Erik,
Thank you for explaining things much more clearly, as I should have.
There is something I should add: Sensors come in families, often using the same cell structure and the same basic interface circuitry, and CFAs. So a design and software conceived to deal with one sensor will be easily converted to deal with another from that family.
If we manage to start now with even a very small sensor, then I would expect that we will have gained a jump-start on the day a big sensor we like is freely released - we will know how to read in images, remove pattern noise and color shading, demosaic them, get live previews and add overlays, do edge detection for focus, calibrate for color, process shift and tilt etc.
In fact I have been looking at the CMOSIS/Zedboard combo being employed by the Apertus project for their cine camera. The CMOSIS chip reads into the Zedboard which is built around a Xilinx Zynq chip that combines an ARM9 core set with an FPGA for IO. This means Linux code can be written fairly easily to control the chip, read the data out a speed, even do pattern noise reduction, and then ship previews or full files across to the host computer via a network connection which could be wifi.

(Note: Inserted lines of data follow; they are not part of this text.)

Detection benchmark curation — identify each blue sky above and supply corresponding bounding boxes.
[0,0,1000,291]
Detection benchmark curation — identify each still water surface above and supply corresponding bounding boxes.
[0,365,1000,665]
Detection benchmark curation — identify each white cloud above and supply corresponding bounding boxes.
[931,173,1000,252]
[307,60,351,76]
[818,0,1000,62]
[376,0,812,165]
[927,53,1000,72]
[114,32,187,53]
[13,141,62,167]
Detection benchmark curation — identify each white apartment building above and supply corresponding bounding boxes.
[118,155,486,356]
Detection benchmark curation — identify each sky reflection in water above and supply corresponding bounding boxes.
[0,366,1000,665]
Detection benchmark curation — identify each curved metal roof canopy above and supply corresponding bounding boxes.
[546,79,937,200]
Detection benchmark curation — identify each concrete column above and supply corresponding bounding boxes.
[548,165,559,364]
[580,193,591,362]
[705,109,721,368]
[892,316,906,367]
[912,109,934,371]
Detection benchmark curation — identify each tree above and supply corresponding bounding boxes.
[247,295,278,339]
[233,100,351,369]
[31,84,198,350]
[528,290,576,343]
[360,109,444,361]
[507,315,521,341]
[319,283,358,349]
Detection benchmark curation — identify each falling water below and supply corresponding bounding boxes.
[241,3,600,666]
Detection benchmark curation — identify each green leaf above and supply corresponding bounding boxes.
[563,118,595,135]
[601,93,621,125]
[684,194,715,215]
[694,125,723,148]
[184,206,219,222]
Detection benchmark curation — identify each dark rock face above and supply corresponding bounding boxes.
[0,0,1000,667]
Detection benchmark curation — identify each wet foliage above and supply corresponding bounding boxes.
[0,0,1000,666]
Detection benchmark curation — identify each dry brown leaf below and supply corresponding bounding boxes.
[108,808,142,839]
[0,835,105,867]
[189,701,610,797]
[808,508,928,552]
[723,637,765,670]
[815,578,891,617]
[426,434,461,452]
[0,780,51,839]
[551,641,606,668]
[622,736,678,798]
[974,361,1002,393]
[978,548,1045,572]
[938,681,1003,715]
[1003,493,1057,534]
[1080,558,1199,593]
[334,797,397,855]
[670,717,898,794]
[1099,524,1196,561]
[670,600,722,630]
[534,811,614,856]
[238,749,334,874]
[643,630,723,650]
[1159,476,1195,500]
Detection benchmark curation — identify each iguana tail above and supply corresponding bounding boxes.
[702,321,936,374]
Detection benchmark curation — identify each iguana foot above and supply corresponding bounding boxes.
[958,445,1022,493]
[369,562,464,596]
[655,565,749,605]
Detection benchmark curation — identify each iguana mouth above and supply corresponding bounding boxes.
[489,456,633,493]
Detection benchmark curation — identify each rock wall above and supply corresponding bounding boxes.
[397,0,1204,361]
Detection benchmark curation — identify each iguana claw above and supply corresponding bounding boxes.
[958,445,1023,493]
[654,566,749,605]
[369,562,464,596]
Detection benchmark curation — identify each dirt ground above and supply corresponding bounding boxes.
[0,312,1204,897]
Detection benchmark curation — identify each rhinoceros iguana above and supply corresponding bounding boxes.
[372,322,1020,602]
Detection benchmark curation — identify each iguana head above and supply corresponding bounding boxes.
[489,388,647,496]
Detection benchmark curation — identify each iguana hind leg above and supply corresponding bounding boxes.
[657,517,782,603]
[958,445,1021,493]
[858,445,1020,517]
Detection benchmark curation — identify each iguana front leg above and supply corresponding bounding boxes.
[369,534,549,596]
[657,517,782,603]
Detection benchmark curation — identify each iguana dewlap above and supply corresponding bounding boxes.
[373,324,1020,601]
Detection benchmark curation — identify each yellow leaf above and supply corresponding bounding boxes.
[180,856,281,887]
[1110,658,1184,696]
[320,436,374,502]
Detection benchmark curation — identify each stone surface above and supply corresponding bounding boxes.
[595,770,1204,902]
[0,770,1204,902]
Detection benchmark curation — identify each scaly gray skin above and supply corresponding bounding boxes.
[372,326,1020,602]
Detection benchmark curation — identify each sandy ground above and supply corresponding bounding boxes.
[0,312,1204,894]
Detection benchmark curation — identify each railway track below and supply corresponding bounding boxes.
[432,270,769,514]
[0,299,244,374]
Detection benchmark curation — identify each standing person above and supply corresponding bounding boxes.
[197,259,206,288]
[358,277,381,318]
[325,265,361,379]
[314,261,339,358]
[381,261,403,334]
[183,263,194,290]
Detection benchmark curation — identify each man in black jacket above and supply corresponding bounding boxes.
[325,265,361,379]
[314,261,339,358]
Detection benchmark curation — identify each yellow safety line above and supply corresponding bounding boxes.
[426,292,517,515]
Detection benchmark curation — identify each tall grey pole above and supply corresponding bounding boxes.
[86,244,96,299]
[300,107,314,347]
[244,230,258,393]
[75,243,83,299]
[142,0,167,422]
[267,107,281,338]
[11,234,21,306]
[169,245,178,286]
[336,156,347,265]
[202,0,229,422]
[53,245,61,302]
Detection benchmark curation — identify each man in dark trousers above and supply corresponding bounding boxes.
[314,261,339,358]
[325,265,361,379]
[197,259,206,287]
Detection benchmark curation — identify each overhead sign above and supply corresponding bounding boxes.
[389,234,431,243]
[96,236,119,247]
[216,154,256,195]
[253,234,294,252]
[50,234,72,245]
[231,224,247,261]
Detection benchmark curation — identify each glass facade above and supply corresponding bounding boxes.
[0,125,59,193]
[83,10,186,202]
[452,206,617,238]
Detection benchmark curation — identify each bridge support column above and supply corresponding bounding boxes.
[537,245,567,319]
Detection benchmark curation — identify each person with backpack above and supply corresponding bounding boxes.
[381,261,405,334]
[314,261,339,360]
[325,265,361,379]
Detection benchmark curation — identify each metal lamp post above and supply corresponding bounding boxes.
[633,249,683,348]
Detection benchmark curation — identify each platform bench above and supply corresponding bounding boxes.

Engineering becomes much easier once you have a working prototype of a thing you want to perfect.
Edmund
Hi,
The main reason Edmund wants to use a CMOS design with on sensor AD-s is that all the hard work is done on the sensor. So the output from the sensor is not a brittle analogue signal but an undestructable digital one. Building a support circuitry CCD cameras is very difficult as it must be designed to have very low electronic noise and excellent shielding. Also, analog readout is in all probability far more complex.
Sony's sensor has on sensor converters and so has the Leica M (240) sensor designed by CMOSIS, but Nikon D4 and all Canons use CMOS sensors with off chip ADCs. So all CMOS is not alike. With the Sony type design, the hard work has been done by the sensor vendor.